Luis Santos (Senior Equity Research Associate)

That sounds great. And do you plan to stratify patients based on surface antigen at baseline? We've seen that with the Bepi phase 3 program. Can you discuss more the baseline characteristics of the phase 2 trial? And if you're successful, if you're going to implement that threshold of surface antigen at baseline going forward?

Scot Roberts (Chief Scientific Officer)

Sure. That's a great question, and, you know, that's really one of the unique design elements of the phase 2 study that's currently ongoing and report out here shortly, is that we've selected patients that are referred to as inactive carriers. And so basically, these folks have low surface antigen levels compared to many chronically infected individuals. And we felt that that would represent a population that has received direct-acting antivirals, has had the surface antigen reduced by the mechanisms that I referred to earlier, and then created a better environment for the immunotherapeutic to work and boost the T cell response. So going forward, you know, we don't see selecting patients with low surface antigens.
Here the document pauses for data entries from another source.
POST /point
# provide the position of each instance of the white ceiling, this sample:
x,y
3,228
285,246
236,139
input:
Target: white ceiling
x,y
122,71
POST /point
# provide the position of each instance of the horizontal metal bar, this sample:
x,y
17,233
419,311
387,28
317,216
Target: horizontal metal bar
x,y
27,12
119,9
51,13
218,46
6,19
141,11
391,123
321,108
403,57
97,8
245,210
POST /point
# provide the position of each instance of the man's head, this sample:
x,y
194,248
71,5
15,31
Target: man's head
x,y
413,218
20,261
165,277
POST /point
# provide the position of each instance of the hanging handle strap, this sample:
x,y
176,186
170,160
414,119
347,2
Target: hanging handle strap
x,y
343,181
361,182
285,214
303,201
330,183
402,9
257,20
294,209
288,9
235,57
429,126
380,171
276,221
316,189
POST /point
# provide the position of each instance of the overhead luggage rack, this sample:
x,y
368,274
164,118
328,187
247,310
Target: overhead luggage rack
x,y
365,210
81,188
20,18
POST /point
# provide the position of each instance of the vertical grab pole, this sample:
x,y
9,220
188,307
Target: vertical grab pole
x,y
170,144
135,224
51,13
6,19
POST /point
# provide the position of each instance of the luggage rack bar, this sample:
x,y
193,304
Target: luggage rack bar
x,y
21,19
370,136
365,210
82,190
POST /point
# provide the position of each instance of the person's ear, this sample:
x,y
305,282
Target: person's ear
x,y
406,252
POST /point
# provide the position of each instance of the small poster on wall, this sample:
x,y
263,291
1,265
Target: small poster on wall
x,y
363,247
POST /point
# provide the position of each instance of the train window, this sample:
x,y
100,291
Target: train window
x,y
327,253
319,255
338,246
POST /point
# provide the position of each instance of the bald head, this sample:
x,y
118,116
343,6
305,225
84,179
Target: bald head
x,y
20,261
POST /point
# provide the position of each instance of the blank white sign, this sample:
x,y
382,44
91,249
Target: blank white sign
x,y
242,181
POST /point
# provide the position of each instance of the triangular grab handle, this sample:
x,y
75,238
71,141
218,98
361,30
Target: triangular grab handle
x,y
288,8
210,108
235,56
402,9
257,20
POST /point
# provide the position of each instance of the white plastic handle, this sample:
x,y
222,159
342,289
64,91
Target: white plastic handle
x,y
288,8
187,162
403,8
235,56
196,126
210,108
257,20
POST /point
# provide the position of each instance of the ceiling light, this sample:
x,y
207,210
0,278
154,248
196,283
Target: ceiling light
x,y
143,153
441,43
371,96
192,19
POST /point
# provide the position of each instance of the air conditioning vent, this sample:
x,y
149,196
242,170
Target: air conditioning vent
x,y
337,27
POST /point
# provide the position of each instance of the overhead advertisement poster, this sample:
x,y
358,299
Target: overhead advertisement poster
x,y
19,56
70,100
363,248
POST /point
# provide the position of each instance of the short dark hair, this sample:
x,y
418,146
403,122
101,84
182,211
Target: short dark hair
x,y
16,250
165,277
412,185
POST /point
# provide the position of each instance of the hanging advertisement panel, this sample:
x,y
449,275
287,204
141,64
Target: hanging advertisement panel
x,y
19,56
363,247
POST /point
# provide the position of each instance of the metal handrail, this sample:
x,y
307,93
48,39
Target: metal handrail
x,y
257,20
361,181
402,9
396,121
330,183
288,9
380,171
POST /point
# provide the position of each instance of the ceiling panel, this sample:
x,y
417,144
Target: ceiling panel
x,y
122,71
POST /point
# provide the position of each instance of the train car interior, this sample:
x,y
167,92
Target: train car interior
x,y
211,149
We think that the combination therapy, the first part of that with the direct-acting antivirals, will accomplish that goal, and then HepTcell will work as it is in this study. So this study is really meant to, you know, look forward towards the combination studies and how the patients would present themselves for treatment with HepTcell.

Luis Santos (Senior Equity Research Associate)
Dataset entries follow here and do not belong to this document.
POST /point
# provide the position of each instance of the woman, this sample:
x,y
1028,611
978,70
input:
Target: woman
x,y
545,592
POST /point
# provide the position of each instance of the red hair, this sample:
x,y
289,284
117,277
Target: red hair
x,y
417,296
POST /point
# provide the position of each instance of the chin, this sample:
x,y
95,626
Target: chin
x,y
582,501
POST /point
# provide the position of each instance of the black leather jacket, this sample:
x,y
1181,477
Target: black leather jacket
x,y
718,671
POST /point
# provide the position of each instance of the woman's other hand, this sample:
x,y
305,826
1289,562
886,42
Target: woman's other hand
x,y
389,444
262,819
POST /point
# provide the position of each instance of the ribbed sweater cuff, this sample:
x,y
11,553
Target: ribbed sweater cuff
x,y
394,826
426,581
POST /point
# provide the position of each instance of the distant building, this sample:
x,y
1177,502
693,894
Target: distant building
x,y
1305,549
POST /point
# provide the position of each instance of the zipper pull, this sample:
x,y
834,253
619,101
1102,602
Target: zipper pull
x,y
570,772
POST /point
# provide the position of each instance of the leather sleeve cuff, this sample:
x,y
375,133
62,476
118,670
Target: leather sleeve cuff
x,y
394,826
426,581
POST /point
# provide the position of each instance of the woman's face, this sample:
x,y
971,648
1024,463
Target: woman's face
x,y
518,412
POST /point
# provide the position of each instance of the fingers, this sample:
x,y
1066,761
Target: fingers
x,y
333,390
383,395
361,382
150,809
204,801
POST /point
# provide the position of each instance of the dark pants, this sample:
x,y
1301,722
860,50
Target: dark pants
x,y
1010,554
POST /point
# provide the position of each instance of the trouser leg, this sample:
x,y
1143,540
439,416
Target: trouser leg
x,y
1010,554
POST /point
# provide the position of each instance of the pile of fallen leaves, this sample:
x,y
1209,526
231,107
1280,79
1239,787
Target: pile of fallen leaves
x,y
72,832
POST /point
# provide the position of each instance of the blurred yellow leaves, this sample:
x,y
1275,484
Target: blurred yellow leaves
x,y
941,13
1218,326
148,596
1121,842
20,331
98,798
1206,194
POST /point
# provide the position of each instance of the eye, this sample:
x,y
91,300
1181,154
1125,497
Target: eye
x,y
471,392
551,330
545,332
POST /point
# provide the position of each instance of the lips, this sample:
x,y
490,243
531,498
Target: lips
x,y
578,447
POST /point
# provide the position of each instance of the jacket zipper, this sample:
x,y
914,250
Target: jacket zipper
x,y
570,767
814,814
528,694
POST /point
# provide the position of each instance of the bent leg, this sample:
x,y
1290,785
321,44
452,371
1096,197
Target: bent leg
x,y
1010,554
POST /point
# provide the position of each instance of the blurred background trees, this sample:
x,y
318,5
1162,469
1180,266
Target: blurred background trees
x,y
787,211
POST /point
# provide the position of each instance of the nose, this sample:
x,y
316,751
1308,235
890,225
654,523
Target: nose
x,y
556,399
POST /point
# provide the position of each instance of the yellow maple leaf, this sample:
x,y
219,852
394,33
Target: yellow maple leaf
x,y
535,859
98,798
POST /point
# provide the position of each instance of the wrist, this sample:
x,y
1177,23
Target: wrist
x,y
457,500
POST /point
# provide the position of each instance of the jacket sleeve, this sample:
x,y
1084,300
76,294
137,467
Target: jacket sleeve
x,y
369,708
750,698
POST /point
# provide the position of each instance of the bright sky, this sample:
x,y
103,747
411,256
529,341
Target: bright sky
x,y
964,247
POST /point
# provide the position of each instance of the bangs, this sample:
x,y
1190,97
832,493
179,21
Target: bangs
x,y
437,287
Sounds great. Can you just remind me quickly, is this with or without interferon? And do you plan to have an arm with and without interferon in that combination setting?

Scot Roberts (Chief Scientific Officer)

So the current study does not include interferon in the treatment regimen. Going forward, I think that there's any number of combination approaches that can be envisioned, and that's something that we'll talk more about as we get a little further down the road.
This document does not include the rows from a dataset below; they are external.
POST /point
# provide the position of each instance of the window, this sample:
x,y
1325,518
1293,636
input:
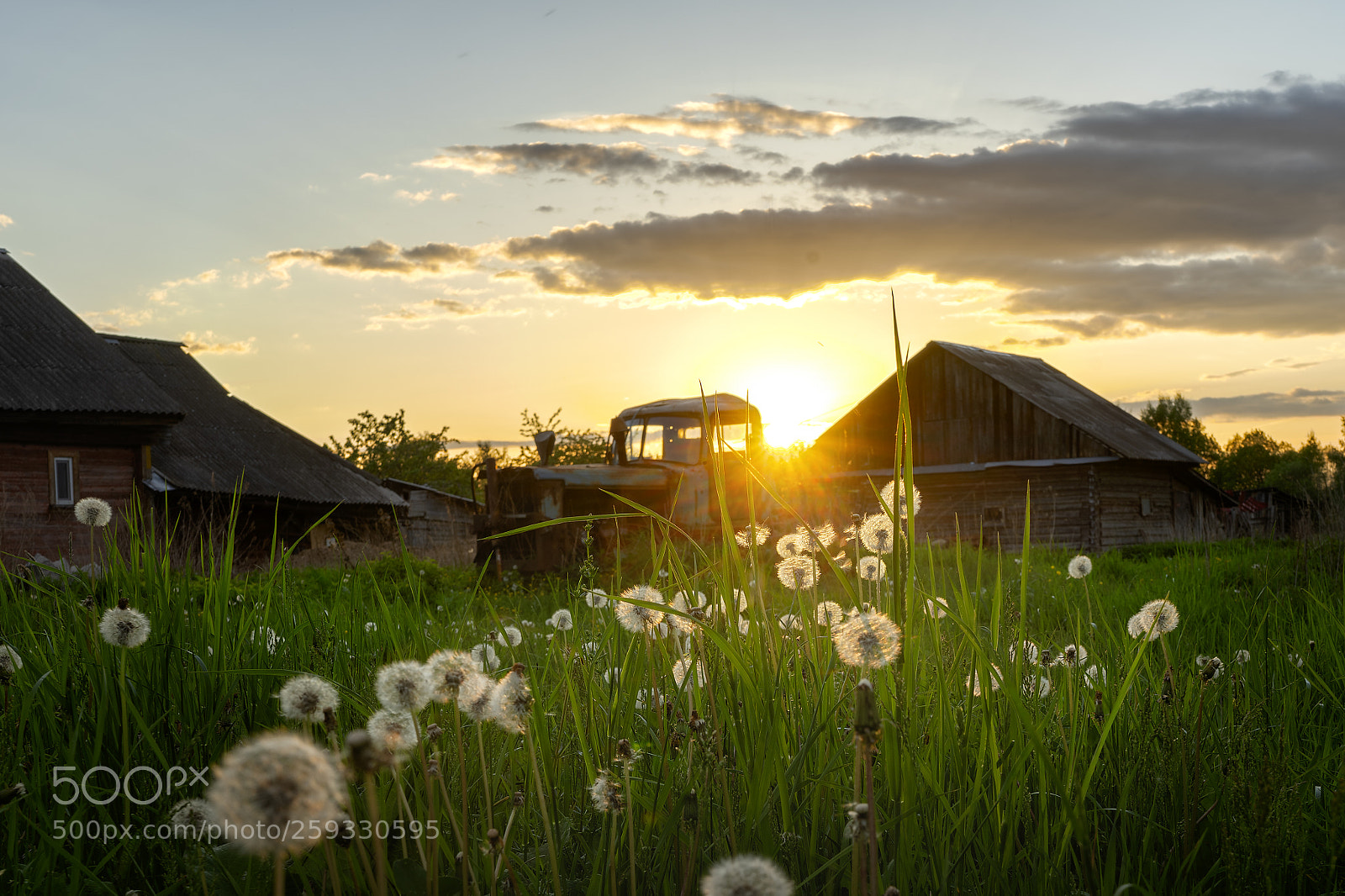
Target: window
x,y
62,475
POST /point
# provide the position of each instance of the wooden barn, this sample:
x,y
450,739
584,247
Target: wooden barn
x,y
986,427
143,425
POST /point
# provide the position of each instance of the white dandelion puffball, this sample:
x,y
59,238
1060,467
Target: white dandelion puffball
x,y
307,698
868,640
752,535
272,790
1073,656
1029,653
797,573
404,687
974,680
474,696
93,512
486,658
636,618
878,533
447,670
790,546
896,503
393,730
688,667
831,614
124,627
511,703
746,876
1156,618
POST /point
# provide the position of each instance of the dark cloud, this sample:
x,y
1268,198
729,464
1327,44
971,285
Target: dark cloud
x,y
378,257
604,163
710,172
1273,405
1214,212
728,118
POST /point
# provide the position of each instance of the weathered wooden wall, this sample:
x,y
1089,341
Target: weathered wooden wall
x,y
31,525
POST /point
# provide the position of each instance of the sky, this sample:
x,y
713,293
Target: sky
x,y
470,210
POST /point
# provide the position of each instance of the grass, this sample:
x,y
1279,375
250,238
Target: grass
x,y
1230,786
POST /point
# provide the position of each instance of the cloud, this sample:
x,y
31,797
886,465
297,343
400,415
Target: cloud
x,y
728,118
440,308
603,163
1212,212
1273,405
378,259
208,345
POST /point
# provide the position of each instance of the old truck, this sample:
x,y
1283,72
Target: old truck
x,y
661,455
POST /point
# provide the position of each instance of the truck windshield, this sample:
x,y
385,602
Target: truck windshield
x,y
678,439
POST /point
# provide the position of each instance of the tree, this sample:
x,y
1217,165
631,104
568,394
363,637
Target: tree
x,y
1174,417
387,448
1246,461
572,445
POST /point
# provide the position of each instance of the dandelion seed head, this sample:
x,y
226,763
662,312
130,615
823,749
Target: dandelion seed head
x,y
798,573
124,627
878,533
404,687
1156,618
276,783
639,619
307,698
447,670
868,640
872,568
746,876
486,658
474,696
93,512
511,701
605,794
393,730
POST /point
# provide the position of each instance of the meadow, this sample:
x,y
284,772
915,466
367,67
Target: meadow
x,y
636,744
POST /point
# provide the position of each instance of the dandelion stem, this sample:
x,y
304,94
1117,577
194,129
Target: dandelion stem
x,y
546,821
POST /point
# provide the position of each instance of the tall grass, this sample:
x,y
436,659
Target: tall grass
x,y
1234,784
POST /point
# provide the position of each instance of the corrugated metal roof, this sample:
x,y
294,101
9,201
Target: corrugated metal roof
x,y
51,361
1044,387
222,440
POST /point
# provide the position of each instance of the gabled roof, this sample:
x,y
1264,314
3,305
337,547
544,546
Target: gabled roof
x,y
53,362
1044,387
224,439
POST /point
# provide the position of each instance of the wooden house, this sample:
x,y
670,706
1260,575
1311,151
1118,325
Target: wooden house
x,y
125,419
988,427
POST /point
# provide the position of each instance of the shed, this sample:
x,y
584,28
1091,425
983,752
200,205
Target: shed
x,y
439,525
989,425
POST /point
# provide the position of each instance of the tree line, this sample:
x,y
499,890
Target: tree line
x,y
1313,472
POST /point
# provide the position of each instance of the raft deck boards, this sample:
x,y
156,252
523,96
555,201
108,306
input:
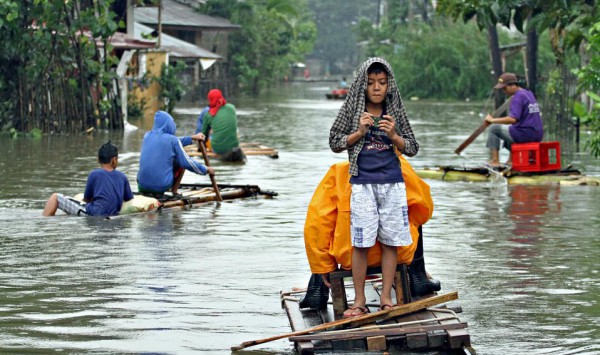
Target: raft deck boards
x,y
478,174
447,333
247,148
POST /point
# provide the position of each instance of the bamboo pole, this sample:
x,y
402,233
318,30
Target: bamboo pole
x,y
393,312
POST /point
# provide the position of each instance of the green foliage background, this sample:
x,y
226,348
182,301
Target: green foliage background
x,y
273,35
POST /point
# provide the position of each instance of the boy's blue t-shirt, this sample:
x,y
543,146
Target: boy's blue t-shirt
x,y
106,191
377,161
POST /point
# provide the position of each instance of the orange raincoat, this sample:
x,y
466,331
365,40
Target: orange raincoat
x,y
327,226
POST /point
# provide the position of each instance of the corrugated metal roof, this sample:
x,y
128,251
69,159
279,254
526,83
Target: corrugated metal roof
x,y
178,48
123,41
180,15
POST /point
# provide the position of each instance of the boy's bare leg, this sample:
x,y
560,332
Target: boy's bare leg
x,y
389,260
51,206
359,274
494,157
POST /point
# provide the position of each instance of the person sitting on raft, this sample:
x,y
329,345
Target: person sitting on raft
x,y
163,159
221,118
105,189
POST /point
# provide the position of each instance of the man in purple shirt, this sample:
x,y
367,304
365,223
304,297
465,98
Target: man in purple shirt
x,y
523,123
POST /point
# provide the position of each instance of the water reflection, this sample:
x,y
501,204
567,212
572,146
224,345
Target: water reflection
x,y
528,205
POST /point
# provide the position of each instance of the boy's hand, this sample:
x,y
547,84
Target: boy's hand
x,y
366,121
198,137
388,126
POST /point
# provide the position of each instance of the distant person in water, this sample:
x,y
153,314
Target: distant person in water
x,y
163,159
105,190
523,124
343,83
221,118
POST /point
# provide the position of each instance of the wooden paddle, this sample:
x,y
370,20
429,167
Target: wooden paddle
x,y
212,177
395,311
482,128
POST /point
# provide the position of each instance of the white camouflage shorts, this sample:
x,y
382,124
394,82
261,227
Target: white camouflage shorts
x,y
379,212
70,205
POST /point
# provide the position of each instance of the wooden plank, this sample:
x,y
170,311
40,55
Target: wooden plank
x,y
457,338
357,321
376,343
417,340
363,334
399,310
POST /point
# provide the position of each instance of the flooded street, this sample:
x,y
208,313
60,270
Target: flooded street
x,y
523,259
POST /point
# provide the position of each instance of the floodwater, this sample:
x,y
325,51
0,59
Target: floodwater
x,y
523,259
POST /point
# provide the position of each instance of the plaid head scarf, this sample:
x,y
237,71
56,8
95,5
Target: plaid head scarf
x,y
348,118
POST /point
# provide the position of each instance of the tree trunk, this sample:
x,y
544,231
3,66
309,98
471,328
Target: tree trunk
x,y
532,49
496,62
Luis Santos (Senior Equity Research Associate)

Sounds good. Thank you so much.

Operator (participant)

Thank you. I see no further questions in the queue at this time. I will now turn the call back over to Dr. Vipin Garg for any closing remarks.

Vipin Garg (President and CEO)

Thank you, everyone, for participating today. We appreciate the opportunity to share our results and outlook with you, and thank you for your continued interest. Have a nice day.

Operator (participant)

Ladies and gentlemen, that concludes our conference for today. Thank you for your participation. You may now disconnect.